A fluke in this pattern was the election of incumbent President Benigno C. Aquino 3rd , who was just a senator and just half-way through his term when he ran for president and won in 2010. But I personally rate this happening as still a consequence of the Cory presidency which in the first place I damn as bogus, hence any effect of which must likewise be bogus. The Benigno C. Aquino presidency simply highlights the utter corruption of the people’s consciousness of democracy, and if it sets at all another pattern for sitting a president, then that pattern should be no less condemnable than the barefaced power grab executed by Cory by which she frustrated the people’s will in the 1986 snap presidential poll.
Now, we take a close look at the current presidential contenders. Who among them conforms to the above-cited criteria?
We start from the bottom in the latest poll survey. Miriam Defensor Santiago is a senator, all right, but is not a Senate President. Besides, she bears the stigma of having lost not once but twice already in attempts at the presidency, and history bears out one outstanding characteristic of winning presidential candidates: virgin runners. It must be a truism, Miriam is no virgin – presidential candidate, that is.
Next is Manuel Roxas 2nd, who has been consistent in placing fourth in poll surveys. No cabinet member has ever won in a run for president except the Secretary of National Defense; he has headed the DPWH, DOTC and the DILG but never the DND. He will lose.
Then comes Grace Llamanzares, who for a time appeared headed for the fate that had proven true of Benigno C. Aquino 3rd (not a Senate President and just a senator half-way into his term but capitalizing on the death of his parent, Cory; Grace, too, just a senator, half-way into her term and capitalizing solely on the death of her parent, FPJ) until she ran into disqualification blues. She will lose early on.
Davao City Mayor Rodrigo Duterte is the penultimate presidential aspirant in the reckoning. Will he win? He is neither a vice president, a senate president nor a secretary of national defense. No mayor has become president of the country overnight. History bares to us the fact that there has been just one case in which a mayor has risen to become President of the Republic of the Philippines – President Joseph Ejercito Estrada, formerly a mayor of San Juan. But Erap had to be vice president first.
That gives us the ultimate criterion for the last man standing – Vice President Jejomar C. Binay. Not only is he a Vice President, traditional heir to the presidency, but is also historically-destined to sit in that post. No vice president who ran for president ever lost – even against a sitting President. Vice President Diosdado Macapagal beat the incumbent President Carlos P. Garcia in 1961. In regard to Erap, Vice President Binay perfectly fits into the pattern of a mayor becoming vice president onward to winning the presidency.

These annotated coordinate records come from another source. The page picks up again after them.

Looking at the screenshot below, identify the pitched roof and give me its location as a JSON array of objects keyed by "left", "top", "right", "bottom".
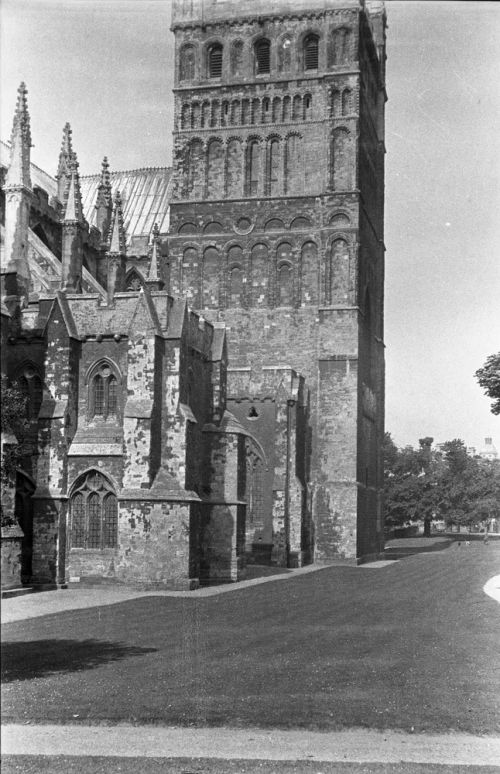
[
  {"left": 0, "top": 142, "right": 172, "bottom": 245},
  {"left": 80, "top": 167, "right": 172, "bottom": 245}
]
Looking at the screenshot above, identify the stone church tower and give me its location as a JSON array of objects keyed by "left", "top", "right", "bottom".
[{"left": 168, "top": 0, "right": 386, "bottom": 562}]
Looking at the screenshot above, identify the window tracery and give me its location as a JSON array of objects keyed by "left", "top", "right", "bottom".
[
  {"left": 88, "top": 360, "right": 118, "bottom": 420},
  {"left": 70, "top": 470, "right": 118, "bottom": 550}
]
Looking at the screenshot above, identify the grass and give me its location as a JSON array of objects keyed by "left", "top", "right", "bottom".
[
  {"left": 3, "top": 543, "right": 500, "bottom": 734},
  {"left": 2, "top": 755, "right": 499, "bottom": 774}
]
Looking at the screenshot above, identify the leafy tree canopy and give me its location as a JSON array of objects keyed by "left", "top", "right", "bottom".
[
  {"left": 474, "top": 352, "right": 500, "bottom": 414},
  {"left": 384, "top": 433, "right": 500, "bottom": 526}
]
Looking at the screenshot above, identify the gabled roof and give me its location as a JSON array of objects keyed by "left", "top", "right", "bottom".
[
  {"left": 80, "top": 167, "right": 172, "bottom": 245},
  {"left": 0, "top": 142, "right": 172, "bottom": 245}
]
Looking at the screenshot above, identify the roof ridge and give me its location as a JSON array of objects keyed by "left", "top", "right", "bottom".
[{"left": 79, "top": 166, "right": 172, "bottom": 180}]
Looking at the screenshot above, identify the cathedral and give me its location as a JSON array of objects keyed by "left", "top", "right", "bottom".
[{"left": 1, "top": 0, "right": 386, "bottom": 589}]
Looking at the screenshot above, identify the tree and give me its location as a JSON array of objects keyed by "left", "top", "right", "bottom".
[
  {"left": 384, "top": 433, "right": 500, "bottom": 536},
  {"left": 474, "top": 352, "right": 500, "bottom": 414},
  {"left": 384, "top": 433, "right": 439, "bottom": 535}
]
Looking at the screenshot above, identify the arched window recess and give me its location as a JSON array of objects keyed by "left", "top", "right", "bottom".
[
  {"left": 13, "top": 361, "right": 43, "bottom": 420},
  {"left": 303, "top": 33, "right": 319, "bottom": 70},
  {"left": 87, "top": 358, "right": 121, "bottom": 420},
  {"left": 207, "top": 43, "right": 223, "bottom": 78},
  {"left": 254, "top": 38, "right": 271, "bottom": 75},
  {"left": 70, "top": 470, "right": 118, "bottom": 550}
]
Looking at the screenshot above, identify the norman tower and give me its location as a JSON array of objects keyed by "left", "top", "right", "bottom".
[{"left": 168, "top": 0, "right": 386, "bottom": 561}]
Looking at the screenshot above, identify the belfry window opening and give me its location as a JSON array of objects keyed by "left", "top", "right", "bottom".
[
  {"left": 304, "top": 35, "right": 319, "bottom": 70},
  {"left": 255, "top": 40, "right": 271, "bottom": 75},
  {"left": 208, "top": 43, "right": 222, "bottom": 78}
]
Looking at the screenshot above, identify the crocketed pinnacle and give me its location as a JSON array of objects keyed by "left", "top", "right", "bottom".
[
  {"left": 56, "top": 123, "right": 76, "bottom": 202},
  {"left": 108, "top": 191, "right": 127, "bottom": 255},
  {"left": 64, "top": 153, "right": 83, "bottom": 223},
  {"left": 5, "top": 82, "right": 31, "bottom": 188},
  {"left": 148, "top": 223, "right": 160, "bottom": 281},
  {"left": 96, "top": 156, "right": 112, "bottom": 207}
]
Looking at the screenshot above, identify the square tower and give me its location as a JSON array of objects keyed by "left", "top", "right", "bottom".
[{"left": 169, "top": 0, "right": 386, "bottom": 562}]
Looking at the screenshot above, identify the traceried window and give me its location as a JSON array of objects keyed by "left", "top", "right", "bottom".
[
  {"left": 208, "top": 43, "right": 222, "bottom": 78},
  {"left": 304, "top": 35, "right": 319, "bottom": 70},
  {"left": 255, "top": 40, "right": 271, "bottom": 75},
  {"left": 126, "top": 269, "right": 142, "bottom": 292},
  {"left": 89, "top": 362, "right": 118, "bottom": 419},
  {"left": 70, "top": 470, "right": 118, "bottom": 550},
  {"left": 16, "top": 365, "right": 43, "bottom": 419}
]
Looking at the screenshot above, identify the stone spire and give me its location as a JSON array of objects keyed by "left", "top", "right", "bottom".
[
  {"left": 56, "top": 123, "right": 75, "bottom": 204},
  {"left": 95, "top": 156, "right": 113, "bottom": 243},
  {"left": 63, "top": 153, "right": 83, "bottom": 223},
  {"left": 5, "top": 83, "right": 31, "bottom": 191},
  {"left": 61, "top": 151, "right": 83, "bottom": 293},
  {"left": 107, "top": 191, "right": 127, "bottom": 303},
  {"left": 2, "top": 83, "right": 32, "bottom": 306},
  {"left": 146, "top": 223, "right": 165, "bottom": 290}
]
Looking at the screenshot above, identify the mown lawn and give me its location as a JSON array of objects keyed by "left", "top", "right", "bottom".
[{"left": 3, "top": 543, "right": 500, "bottom": 734}]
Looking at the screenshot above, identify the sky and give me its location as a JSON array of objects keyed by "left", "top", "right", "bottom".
[{"left": 0, "top": 0, "right": 500, "bottom": 452}]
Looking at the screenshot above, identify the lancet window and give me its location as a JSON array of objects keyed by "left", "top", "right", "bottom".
[
  {"left": 70, "top": 470, "right": 118, "bottom": 549},
  {"left": 88, "top": 361, "right": 119, "bottom": 420}
]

And yet this ultimate criterion is what precisely makes winning the presidency not really just a question of historical pattern. Having spent long years at local governance, Vice President Binay has had a good grasp of the problems of his constituencies, has learned how to solve those problems, and he only needs to sit as president to make life good, as is his obsession now, for those constituencies no longer just on a local basis, as in Makati, but on national scale as well. This fact is well known to the Filipino people. They will make Vice President Jejomar C. Binay win.